There, though, it fails. Like secularization and unlike the Civil War, immanence cannot be given quick coordinates, but its concept as sourced in Greco-Roman antiquity and connected to modern and postmodern paragons makes its supposed agility impossible, and indeed spectacularly so. God bless Lucretius and his unplanned universe, “pounded, pushed, propelled,” in which prime bodies “created and form this Sum of Things.” All power to the “uncertain times” and “uncertain points” at which atoms moving through the void “swerve a bit.” It makes a good story. But it gives us no resources to think about reality, no resources to think about history—the history that suppressed it or the history that would re-present it. Although I can overlay Lucretius’s immanence with an interpretation that is correct or incorrect about it, I cannot reconceive it. It has no concept of such a thing.

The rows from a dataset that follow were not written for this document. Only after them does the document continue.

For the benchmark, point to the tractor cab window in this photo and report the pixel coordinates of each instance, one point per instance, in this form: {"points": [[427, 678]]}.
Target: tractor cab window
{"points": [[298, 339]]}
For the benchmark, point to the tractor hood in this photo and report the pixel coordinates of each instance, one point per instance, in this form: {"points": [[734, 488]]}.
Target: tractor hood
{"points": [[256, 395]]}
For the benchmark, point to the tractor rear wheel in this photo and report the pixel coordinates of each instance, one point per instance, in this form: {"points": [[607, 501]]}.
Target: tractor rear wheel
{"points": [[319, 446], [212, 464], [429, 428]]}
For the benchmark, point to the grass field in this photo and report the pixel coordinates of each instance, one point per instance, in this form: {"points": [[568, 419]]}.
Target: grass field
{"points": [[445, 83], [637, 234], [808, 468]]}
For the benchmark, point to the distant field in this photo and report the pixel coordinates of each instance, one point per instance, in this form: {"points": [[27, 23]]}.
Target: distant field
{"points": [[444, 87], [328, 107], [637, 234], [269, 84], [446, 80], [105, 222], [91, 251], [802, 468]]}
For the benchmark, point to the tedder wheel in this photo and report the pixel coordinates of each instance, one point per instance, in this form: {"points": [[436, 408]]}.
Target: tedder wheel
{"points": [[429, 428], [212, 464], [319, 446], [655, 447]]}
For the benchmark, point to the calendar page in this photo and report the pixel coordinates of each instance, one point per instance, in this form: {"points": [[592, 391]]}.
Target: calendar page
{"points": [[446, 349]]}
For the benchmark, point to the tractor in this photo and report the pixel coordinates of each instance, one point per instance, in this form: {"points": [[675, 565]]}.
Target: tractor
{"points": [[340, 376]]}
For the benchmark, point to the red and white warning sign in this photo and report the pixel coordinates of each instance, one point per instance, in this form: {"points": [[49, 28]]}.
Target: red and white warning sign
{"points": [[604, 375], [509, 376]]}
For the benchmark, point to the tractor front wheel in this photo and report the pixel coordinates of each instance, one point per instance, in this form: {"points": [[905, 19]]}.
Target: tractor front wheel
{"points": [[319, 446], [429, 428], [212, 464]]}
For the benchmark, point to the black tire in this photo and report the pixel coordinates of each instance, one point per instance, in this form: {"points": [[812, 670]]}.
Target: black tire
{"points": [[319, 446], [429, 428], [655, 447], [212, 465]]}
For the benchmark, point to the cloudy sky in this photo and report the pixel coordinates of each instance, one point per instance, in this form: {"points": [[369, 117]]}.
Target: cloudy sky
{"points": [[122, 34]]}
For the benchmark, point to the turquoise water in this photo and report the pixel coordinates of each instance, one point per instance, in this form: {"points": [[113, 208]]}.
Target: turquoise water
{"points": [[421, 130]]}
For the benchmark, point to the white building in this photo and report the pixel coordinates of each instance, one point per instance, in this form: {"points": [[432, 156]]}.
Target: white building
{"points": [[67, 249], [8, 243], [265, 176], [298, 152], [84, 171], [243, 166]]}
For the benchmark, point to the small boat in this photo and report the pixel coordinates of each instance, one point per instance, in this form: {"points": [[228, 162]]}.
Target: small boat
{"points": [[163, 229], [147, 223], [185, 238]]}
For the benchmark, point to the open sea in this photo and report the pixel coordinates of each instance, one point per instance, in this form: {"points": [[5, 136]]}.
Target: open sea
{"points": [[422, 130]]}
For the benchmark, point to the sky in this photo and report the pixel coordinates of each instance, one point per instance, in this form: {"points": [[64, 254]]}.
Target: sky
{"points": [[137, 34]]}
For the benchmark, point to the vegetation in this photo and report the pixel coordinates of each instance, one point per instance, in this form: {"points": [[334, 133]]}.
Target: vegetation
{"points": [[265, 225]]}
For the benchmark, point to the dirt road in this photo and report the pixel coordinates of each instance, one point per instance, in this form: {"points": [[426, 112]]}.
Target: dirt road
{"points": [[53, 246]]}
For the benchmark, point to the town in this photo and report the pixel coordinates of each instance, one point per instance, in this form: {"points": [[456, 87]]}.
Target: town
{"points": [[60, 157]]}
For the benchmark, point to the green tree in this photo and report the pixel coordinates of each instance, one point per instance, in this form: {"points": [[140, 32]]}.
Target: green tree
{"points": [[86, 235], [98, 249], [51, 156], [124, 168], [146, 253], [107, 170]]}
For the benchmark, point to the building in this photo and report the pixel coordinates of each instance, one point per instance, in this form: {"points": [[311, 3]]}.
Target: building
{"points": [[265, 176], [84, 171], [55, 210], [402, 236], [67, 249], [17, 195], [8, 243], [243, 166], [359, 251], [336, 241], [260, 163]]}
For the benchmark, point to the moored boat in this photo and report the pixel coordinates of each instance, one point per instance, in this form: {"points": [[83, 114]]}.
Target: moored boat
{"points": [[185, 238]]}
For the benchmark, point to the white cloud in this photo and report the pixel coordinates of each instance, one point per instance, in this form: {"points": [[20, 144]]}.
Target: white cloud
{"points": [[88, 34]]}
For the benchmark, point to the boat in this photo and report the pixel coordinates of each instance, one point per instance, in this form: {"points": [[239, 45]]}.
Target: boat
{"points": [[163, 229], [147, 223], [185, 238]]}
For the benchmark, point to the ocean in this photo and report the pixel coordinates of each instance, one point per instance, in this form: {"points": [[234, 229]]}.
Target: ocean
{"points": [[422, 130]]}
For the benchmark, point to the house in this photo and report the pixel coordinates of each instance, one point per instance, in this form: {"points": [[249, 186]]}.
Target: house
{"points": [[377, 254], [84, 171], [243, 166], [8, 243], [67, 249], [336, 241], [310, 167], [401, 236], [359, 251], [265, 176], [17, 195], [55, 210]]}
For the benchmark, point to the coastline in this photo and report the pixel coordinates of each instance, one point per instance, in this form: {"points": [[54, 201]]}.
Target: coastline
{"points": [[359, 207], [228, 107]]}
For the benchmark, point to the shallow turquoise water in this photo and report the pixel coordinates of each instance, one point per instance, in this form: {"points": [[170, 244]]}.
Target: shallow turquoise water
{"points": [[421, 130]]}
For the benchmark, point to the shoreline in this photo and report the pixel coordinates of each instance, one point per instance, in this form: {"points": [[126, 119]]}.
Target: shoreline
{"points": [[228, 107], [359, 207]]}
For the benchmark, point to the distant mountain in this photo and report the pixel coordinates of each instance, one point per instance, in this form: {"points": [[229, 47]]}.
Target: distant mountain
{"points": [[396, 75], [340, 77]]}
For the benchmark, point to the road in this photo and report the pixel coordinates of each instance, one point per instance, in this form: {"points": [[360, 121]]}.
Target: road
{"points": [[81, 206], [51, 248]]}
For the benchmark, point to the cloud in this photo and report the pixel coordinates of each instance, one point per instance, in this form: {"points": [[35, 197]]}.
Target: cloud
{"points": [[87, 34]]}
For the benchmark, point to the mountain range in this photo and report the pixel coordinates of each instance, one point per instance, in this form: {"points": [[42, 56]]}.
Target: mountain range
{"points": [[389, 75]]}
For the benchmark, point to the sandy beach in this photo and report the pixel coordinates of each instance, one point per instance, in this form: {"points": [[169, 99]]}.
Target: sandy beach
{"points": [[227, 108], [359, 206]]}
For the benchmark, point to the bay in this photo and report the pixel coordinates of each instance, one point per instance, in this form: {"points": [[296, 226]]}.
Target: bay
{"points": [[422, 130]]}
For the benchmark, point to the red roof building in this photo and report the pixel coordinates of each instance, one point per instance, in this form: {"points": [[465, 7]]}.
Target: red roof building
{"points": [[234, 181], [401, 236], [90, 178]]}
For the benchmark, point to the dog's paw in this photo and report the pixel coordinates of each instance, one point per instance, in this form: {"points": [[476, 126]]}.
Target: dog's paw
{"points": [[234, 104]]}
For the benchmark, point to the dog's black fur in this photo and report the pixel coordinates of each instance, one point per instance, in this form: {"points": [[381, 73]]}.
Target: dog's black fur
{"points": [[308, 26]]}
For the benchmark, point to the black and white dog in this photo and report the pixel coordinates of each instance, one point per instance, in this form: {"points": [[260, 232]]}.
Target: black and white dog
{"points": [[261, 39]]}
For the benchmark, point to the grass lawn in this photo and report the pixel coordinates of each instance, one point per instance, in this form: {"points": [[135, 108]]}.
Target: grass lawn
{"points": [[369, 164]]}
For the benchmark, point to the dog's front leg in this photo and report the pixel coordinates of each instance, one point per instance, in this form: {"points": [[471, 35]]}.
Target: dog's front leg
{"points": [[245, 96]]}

What then am I doing? I am reconceiving, consistent with another conception of reality. Do it. Change the story. Nothing is sacred except in relation to the mind, says Spinoza. I will say yes to this thinker and no to that one, and you will counter. The claim is simply this. Reality as a concept committed to mobility is inclusive of the knowledge that it will be yours, ours – the shared, if contentious, sense of things. The battle of x took place on day y: that car drives itself. History is what x and y are and involve. That there are stable things in all histories of the Civil War should make us relieved for our collective sanity, but not too relieved. There is the aforementioned grip of convention, the accidents and strategies of power that must be wrestled with. If the stable reality, no less the mobility, of our shared stories is constituted on Lucretian or Epicurean grounds and not Spinozan ones, how will we do so?

We will not, and the recognition of the distinction at issue is good. Paint a Keith Haring baby with an Epicurean purple and hook it to an ancient tradition of a certain freedom and power: this takes a freedom and a power that belong to another story. The story of Lucretian immanence is not doing the thing immanence itself is. It is doing the thing immanence is not, which makes immanence also a story of something else. Does this dump us back at a beginning this forum had hopefully pressed to advance? Not at all. If it is important to let die both the concept of transcendence as the mistake that calls for an immanent reply and the concept of immanence as a constriction of a fuller truth, we are liberated, thank god, to do what we will with these stories. This time, we might even stay true to the thing, however we conceive it.

This essay was updated on January 17, 2019.